Alan Marscher

Professor

  • Title Professor
  • Office CAS 418
  • Phone 353-5029
  • Education BS, Cornell University
    MS, PhD, University of Virginia

Research Interests: Research interests: active galactic nuclei; blazars; relativistic plasma jets; high energy astrophysics; multi-wavelength astronomy; very long baseline interferometry

Research Group Websitehttp://www.bu.edu/blazars

Prof. Alan Marscher obtained his Ph.D in Astronomy at the University of Virginia in 1977 after completing his undergraduate work at Cornell University (B.S. in Engineering Science in 1973) and Master’s degree in Astronomy at Virginia (1974). His thesis was a theoretical study of the synchrotron radiation from quasars and other active galactic nuclei (AGNs) when gradients in magnetic field and relativistic electron density are included. Prof. Marscher joined the Boston University faculty in 1981 after postdoctoral research positions at NASA’s Goddard Space Flight Center (sponsored by the National Research Council) and the University of California at San Diego. He served as chair of the Boston U. Department of Astronomy from 1986 to 1997, as acting chair in 2015-16, and as associate chair from 2018 to the present; as associate dean for faculty in the College of Arts and Sciences from 1999 to 2003; as director of the University’s Center for Excellence in Teaching from 2003 to 2007; and as director of the Institute for Astrophysical Research from 2011 to 2015.

At Boston University, Prof. Marscher has taught courses at all levels in Astronomy and in physical sciences, the latter in the Core Curriculum of the College of Arts & Sciences. He has written an electronic textbook, From Nothing to Everything: The Story of Our Universe, which is used in his AS109 Cosmology course for non-science majors and has been used in similar courses at the University of Michigan and Williams College. An adapted version is used in the Core Curriculum course on Origins. Marscher received an Arthur B. Metcalf Award for Excellence in Teaching in 2014 from Boston University, as well as the Gitner Award for Distinguished Teaching in 1998 from the College of Arts & Sciences at Boston University.

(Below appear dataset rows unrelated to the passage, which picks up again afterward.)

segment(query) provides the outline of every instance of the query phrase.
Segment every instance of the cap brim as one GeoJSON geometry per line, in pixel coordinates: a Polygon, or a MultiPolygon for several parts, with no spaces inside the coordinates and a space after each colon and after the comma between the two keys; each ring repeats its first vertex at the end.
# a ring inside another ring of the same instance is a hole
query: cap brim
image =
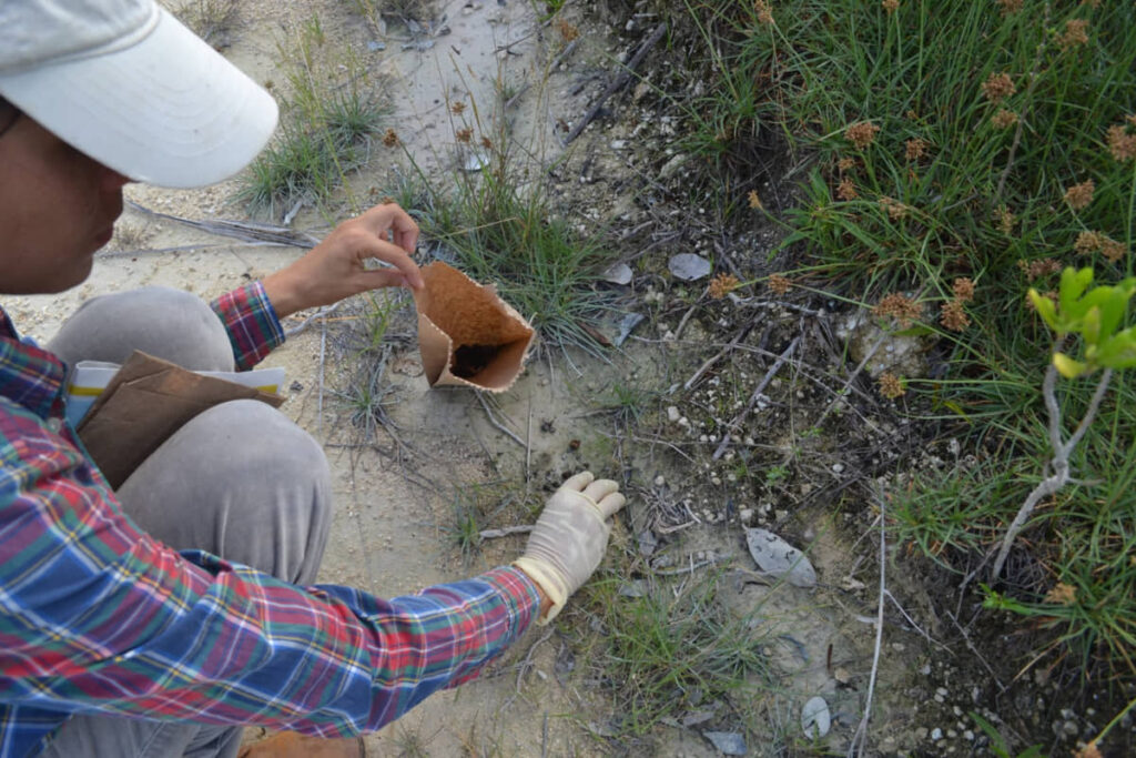
{"type": "Polygon", "coordinates": [[[0,92],[72,147],[139,182],[191,188],[272,138],[272,95],[165,9],[130,48],[0,75],[0,92]]]}

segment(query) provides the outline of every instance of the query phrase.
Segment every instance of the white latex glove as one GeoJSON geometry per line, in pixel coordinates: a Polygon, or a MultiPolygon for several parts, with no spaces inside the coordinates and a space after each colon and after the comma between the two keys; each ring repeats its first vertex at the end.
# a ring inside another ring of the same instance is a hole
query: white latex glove
{"type": "Polygon", "coordinates": [[[596,480],[592,472],[576,474],[560,485],[536,520],[525,555],[513,566],[528,574],[552,601],[537,624],[548,624],[565,607],[569,595],[600,565],[611,534],[611,516],[626,499],[611,480],[596,480]]]}

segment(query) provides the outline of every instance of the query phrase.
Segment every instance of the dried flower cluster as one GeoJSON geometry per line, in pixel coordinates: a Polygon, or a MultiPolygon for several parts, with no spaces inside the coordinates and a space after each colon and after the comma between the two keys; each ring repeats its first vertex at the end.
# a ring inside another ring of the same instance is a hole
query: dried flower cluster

Prof. Marscher’s research group studies the extremely energetic plasma jets that emanate from a class of AGN called “blazars” (radio-bright quasars and BL Lacertae objects, whose brightness tends to be highly variable and whose continuum spectra are non-thermal). Ultra-massive (over a billion solar masses in some cases) black holes residing at the centers of many galaxies power blazars as they accrete matter from their surroundings. The black holes swallow most of the gas and dust, but expel a small fraction in winds and jets of high-energy particles along the rotation axes, at flow speeds very close to the speed of light. Such relativistic motions create illusions of faster-than-light speeds and beams the radiation emitted such that observers viewing the jet almost along the axis measure a very high brightness that varies on timescales as short as hours or even minutes. Prof. Marscher’s group focuses on monitoring the changing brightness and polarization at radio, infrared, visible, ultraviolet, X-ray, and gamma-ray frequencies as well as the evolving radio-frequency structure of the jet on sub-milliarcsecond scales. Telescopes used currently include the Fermi Gamma-ray Space Telescope, the Very Long Baseline Array (VLBA), the Global mm-VLBI Array, the Rossi X-Ray Timing Explorer (RXTE), the Swift satellite, the Chandra X-ray Observatory, the Hubble Space Telescope, the Spitzer Space Telescope, the XMM-Newton X-ray observatory, Lowell Observatory’s Perkins Telescope and Discovery Channel Telescope, and various other ground- and space-based observatories. Currently, significant effort is being expended on multi-waveband observations that monitor the brightness, polarization, and images of the jets to correlate with the Fermi gamma-ray light curves from 37 blazars and radio galaxies. Marscher and Dr. Svetlana Jorstad are members of the Event Horizon Telescope collaboration that uses a global array of high-precision radio dishes, operating at a wavelength of 1 mm, to image the regions immediately surround the black holes of relatively nearby galactic nuclei, as well as the innermost regions of the jets of more distant quasars.

Prof. Marscher’s group also engages in a theoretical program focused on the radiative processes and gas dynamics that occur in the jets of blazars. The main goal is to provide models that can be used to interpret multifrequency monitoring observations of blazars in the hopes of figuring out the physics of jets: what produces them (e.g., what evidence can we obtain that it is really an accreting supermassive black hole?), what focuses and accelerates their flows to speeds very close to the velocity of light (twisting magnetic fields, gas pressure, or radiation pressure?), what accelerates the electrons to ultrarelativistic energies (e.g., shock waves – transverse to the jet axis or oblique? turbulence? magnetic reconnections?), and what processes affect the emission (bends in the jet, accelerations in the flow, precession?).

Prof. Marscher composes and records pop songs, some of which include science themes. He performs these in his introductory course on cosmology, as well as at astronomical meetings and parties. Digital recordings of these and other songs from his repertoire are available at www.soundclick.com/cosmosii.